Was unseren bekannten Herrn “Magister” anbelangt, könnte man gut und gerne dagegenhalten, dass, wann immer es der Wiki-Community nötig erscheint, sehr wohl genug Energie aufgebracht wird, um mögliche Missstände zu bereinigen: Die Diskussionsseite zur umstrittenen AFD-Mitgliedschaft im Schiedsgericht umfasst mittlerweile 77 Threads und scheint sich fortzusetzen. Und zumindest ein Administrator der deutschen Wikipedia hält einen soliden Vorschlag parat, der die unnötige Diskussion fürs erste beenden könnte:

“Das Problem ist, dass der Schiedsrichter ordnungsgemäß gewählt wurde und auch gegen keine formale Regel verstoßen hat. Er selbst will nicht zurücktreten. Also wird man das Ganze wohl aussitzen müssen.”

Auch bei der größten Online-Enzyklopädie muss manchmal der Offizielle einschreiten. Quelle: Wikimedia Commons (bearbeitet).
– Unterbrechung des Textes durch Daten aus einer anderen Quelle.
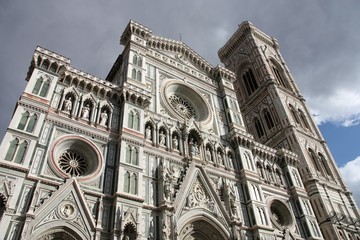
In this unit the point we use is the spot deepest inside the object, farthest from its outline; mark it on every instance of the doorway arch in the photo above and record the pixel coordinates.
(204, 226)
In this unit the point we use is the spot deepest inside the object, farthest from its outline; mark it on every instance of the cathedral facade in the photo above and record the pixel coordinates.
(170, 147)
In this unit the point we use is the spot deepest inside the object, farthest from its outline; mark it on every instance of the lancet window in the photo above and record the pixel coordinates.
(16, 150)
(27, 122)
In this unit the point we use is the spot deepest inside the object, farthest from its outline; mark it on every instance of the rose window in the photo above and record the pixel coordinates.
(280, 214)
(73, 163)
(183, 107)
(185, 102)
(76, 156)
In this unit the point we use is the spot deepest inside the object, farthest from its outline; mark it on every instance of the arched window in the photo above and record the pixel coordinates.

Geduld scheint in diesem vertrackten Fall tatsächlich das Gebot der Stunde zu sein. Es lohnt sicher, über mögliche Verbesserungen des “Systems” Wikipedia zu diskutieren. Besagte Studie fordert diesbezüglich mehr Bildung im Bereich Medienkompetenz, eine Intensivierung der Quellenverlinkung, unabhängige Kontrollgremien, einen deutlichen Ethik-Kodex,  Sanktionen bei Verstößen, die Offenlegung der Accounts von Unternehmen sowie überhaupt mehr Transparenz der User, Autoren, Admins, etc.

Darüber ließe sich sicher vortrefflich debattieren. Einzelne Beiträge mögen ja einer gewissen Manipulation anheimfallen, aber dass die großen Fragen unserer Zeit auf Dauer verfälscht werden könnten, ist allein wegen der großen Anzahl an Nutzern sehr unwahrscheinlich.

Doch wie dem auch sei: Es lohnt jedenfalls nicht – wie im Fall “Magister” geschehen – über die politischen Gesinnungen einzelner Mitglieder zu streiten. Wenn das System Wikipedia so funktioniert, wie es funktionieren soll, dann dürfte die Parteizugehörigkeit eines Wikipedianers keine Rolle spielen. Das Recht auf freie Meinung, Religion, etc. gilt – wie auch überall sonst – als unveräußerlich. Politisch am rechten oder linken Rand stehende Gruppierungen mögen oft ein besonderes Verhältnis zu Fakten und zur Interpretation von Wissen haben, aber das frei zugängliche Wissen auf Wikipedia können auch sie nicht auf den Kopf stellen. Bestimmt auch nicht am nächsten Montag.